Jak chcesz podlaczac GoTo tylko jednej firmy (pinologia gniazd RJ-12 w pilotach jest rozna), to mozesz zlutowac kabel RJ-12 i podlaczyc go bezposrednio do troche innej plytki z MAX3232. Zyskasz na tym zasilanie bezposrednio z gniazda pilota.
Moje pudelko sniadaniowe korzysta z DB9 (gniazdo nie przenosi zasilania), gdyz chce, by wspolpracowalo zarowno ze SkyWatcherem jak i Meade.
Ja tam ubogim posiadaczem EQ-6 jestem.
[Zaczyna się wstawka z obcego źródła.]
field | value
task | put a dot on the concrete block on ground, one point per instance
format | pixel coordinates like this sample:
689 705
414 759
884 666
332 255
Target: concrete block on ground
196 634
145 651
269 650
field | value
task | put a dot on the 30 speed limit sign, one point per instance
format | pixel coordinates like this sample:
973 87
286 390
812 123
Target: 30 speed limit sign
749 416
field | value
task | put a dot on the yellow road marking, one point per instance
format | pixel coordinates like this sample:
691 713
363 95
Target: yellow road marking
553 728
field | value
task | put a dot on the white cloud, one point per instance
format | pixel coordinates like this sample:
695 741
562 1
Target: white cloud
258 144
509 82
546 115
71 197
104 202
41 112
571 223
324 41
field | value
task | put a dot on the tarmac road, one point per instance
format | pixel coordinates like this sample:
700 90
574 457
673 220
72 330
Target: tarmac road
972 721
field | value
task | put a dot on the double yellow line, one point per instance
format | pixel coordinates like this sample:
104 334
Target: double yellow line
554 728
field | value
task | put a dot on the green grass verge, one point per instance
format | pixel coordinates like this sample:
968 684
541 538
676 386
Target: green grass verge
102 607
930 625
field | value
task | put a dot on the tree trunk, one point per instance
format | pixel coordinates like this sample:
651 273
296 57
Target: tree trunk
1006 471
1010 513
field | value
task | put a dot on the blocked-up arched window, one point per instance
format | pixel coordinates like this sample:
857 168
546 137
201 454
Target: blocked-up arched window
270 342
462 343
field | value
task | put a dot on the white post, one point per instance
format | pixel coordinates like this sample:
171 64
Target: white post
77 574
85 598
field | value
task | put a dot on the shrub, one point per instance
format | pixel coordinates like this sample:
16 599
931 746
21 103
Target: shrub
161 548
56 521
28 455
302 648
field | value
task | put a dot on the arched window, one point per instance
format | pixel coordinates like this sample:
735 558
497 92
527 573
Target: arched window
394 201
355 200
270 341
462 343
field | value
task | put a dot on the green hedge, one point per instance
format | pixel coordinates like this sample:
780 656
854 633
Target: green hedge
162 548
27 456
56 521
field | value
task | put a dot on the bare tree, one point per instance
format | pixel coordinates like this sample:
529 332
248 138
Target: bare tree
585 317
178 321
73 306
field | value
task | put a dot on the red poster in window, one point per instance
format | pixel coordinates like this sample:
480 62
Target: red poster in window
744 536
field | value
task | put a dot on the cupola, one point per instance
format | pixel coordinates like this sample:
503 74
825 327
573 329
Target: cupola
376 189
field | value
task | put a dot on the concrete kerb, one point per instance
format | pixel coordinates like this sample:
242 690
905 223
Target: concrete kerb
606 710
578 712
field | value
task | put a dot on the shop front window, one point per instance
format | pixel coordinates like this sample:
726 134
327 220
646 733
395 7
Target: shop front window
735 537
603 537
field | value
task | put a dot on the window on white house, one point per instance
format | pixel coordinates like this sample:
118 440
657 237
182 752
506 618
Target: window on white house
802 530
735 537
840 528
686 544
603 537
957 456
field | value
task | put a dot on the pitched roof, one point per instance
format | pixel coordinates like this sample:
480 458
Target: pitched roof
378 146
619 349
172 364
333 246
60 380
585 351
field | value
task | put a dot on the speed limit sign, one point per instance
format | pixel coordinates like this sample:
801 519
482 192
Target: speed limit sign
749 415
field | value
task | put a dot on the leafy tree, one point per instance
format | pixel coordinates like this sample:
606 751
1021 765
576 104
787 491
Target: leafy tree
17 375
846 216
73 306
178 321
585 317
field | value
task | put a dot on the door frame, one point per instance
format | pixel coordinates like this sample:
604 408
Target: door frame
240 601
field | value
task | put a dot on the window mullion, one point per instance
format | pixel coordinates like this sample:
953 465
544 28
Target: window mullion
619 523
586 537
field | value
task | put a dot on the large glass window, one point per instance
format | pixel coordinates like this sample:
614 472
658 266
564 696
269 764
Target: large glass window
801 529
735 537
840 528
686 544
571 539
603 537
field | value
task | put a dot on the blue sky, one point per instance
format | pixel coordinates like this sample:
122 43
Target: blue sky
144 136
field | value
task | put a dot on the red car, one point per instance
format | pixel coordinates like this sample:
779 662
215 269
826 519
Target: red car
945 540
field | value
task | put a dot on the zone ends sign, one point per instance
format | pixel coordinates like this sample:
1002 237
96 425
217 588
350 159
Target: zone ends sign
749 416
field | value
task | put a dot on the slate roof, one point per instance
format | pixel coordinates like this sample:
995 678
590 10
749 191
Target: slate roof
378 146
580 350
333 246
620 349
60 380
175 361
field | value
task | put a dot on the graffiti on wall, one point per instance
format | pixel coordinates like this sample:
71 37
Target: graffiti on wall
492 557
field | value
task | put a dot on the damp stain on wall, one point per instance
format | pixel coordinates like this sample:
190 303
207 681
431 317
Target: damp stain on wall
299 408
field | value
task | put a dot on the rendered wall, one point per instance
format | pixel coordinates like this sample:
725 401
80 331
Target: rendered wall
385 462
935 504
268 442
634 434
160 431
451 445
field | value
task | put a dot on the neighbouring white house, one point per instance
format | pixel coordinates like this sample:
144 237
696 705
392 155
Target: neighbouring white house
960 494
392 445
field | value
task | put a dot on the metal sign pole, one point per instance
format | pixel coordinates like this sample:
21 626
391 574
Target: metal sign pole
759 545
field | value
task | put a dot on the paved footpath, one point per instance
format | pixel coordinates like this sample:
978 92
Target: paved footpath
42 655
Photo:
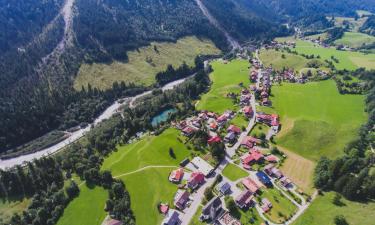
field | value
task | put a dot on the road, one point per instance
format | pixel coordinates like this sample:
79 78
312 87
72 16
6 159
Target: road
74 136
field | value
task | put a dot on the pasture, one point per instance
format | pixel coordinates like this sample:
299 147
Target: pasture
225 78
323 211
144 63
87 208
321 120
234 173
355 39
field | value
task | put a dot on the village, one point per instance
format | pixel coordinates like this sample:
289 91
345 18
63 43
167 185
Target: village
264 183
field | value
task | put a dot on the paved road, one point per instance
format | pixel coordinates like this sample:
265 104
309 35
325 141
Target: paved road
108 113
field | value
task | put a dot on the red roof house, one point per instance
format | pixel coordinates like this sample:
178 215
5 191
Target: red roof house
196 179
249 141
215 139
234 129
176 175
250 185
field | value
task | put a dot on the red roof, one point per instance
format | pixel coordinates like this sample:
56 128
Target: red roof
247 110
215 139
234 129
177 174
250 185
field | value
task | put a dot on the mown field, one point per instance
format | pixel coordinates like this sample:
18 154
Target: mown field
144 63
234 173
87 208
225 78
323 211
355 39
319 120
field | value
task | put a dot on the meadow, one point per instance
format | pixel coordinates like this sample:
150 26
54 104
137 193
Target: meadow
87 208
355 39
225 78
144 63
347 60
320 121
234 173
323 211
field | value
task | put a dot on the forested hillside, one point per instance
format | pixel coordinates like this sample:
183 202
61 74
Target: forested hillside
36 92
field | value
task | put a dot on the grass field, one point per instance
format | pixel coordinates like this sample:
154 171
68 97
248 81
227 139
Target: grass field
347 60
281 206
323 211
9 207
225 78
87 208
234 173
355 39
149 186
299 170
323 121
144 63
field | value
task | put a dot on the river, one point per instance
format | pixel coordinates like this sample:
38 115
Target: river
108 113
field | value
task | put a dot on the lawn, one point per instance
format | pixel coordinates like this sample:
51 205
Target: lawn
240 121
259 129
355 39
281 206
225 78
144 63
319 120
347 60
87 208
299 170
234 173
323 211
150 150
149 186
10 206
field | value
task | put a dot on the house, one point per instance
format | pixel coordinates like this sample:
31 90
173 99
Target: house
266 205
272 158
214 139
188 131
224 188
244 199
172 218
252 157
176 175
234 129
212 210
113 222
250 142
227 219
286 182
202 166
276 173
196 179
250 185
264 178
230 137
163 208
180 199
268 168
248 111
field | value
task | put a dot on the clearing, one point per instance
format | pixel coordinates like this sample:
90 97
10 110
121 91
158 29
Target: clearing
324 121
234 173
355 39
225 78
323 211
144 63
87 208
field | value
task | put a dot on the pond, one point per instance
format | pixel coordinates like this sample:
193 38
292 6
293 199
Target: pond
162 117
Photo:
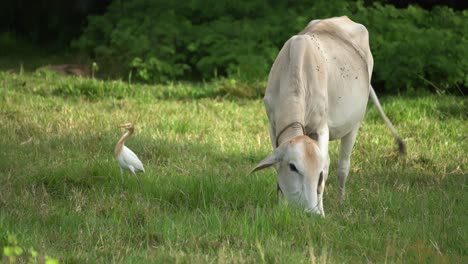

Nie stac mnie na zakup licencji Win
Troche Google'a i znalazlem programy dla Windowsa, ktore tworza wirtualny port COM ze
zdalnej lokalizacji w sieci.
"bidirectionally forwards COM (serial) communication through a TCP/IP
connection."
http://sourceforge.net/projects/combytcp
http://sourceforge.net/projects/tcpcom32
Robia to samo, co Linuksowa komenda socat, ktorej uzywam do laczenia z
teleskopem.
Rozwiazanie "na bogato" - udostepnianie portu szeregowego w Raspberry Pi:
http://www.dobreprogramy.pl/redspl/USB-PCMCIA-ExpressCard,73643.html#komentarz-1891500
Malina moze tez przejac obsluge kamery i autoguidera. My natomiast zdalnie bedziemy krecic teleskopem tak, jakby fizycznie byl podlaczony do naszego cieplodomowego komputera.
W przypadku Bluetooth-UART Windows chyba automatycznie tworzy port szeregowy COM po sparowaniu polaczenia. Na pewno Linux tak ma, podpinajac do pliku urzadzenia /dev/rfcomm0 (lub wyzszy numer).